Thursday, February 16, 2012


Economic Malpractice

               Someone once defined insanity as repeating the same behavior and expecting different results. We are now in the midst of an economic policy debate in which conservatives are preaching a reasonable facsimile of an economic policy that failed in 1937.

               By the spring of 1937 the moderate expansionist policies of the Roosevelt Administration had aided the economic recovery. Profits, wages and industrial production had reached 1929 levels. Even so, unemployment was still at 14.3% . Unemployment had peaked at 25% in 1933. We had been in a very deep hole and were digging our way out.

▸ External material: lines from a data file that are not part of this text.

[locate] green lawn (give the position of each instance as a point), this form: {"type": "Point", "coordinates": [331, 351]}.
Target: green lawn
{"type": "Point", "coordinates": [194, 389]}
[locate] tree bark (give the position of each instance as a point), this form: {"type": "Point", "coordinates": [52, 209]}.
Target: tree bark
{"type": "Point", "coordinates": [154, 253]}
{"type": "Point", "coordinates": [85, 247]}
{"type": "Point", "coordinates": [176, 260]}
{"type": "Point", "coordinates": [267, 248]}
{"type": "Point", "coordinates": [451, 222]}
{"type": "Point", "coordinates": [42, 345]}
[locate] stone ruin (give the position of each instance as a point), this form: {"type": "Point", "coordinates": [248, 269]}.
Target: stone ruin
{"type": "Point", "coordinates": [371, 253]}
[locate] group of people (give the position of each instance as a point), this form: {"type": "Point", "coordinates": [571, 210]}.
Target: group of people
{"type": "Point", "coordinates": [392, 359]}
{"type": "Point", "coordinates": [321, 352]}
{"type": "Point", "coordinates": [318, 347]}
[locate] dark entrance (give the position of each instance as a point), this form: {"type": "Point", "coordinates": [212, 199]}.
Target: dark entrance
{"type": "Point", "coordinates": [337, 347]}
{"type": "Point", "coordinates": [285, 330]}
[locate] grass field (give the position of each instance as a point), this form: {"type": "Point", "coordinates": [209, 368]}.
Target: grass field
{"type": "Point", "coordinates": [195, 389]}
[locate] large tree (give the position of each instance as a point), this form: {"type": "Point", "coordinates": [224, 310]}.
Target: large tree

               At that moment, the Roosevelt Administration suffered an attack of economic orthodoxy and fiscally retreated in an attempt to balance the budget. Roosevelt had not fully digested the Keynesian prescription for fiscal policy during periods of high unemployment

It was the wrong medicine at the wrong time. The result of this return to fiscal orthodoxy was a 37% drop in manufacturing output to 1934 levels. Unemployment surged to 19% by 1938.

Conservatives are, once again, preaching a return to fiscal orthodoxy in the midst of recovery. Why should the medicine work this time? The economic version of a colon cleansing may make sense during a period of inflation but is not the proper prescription for continuing recovery.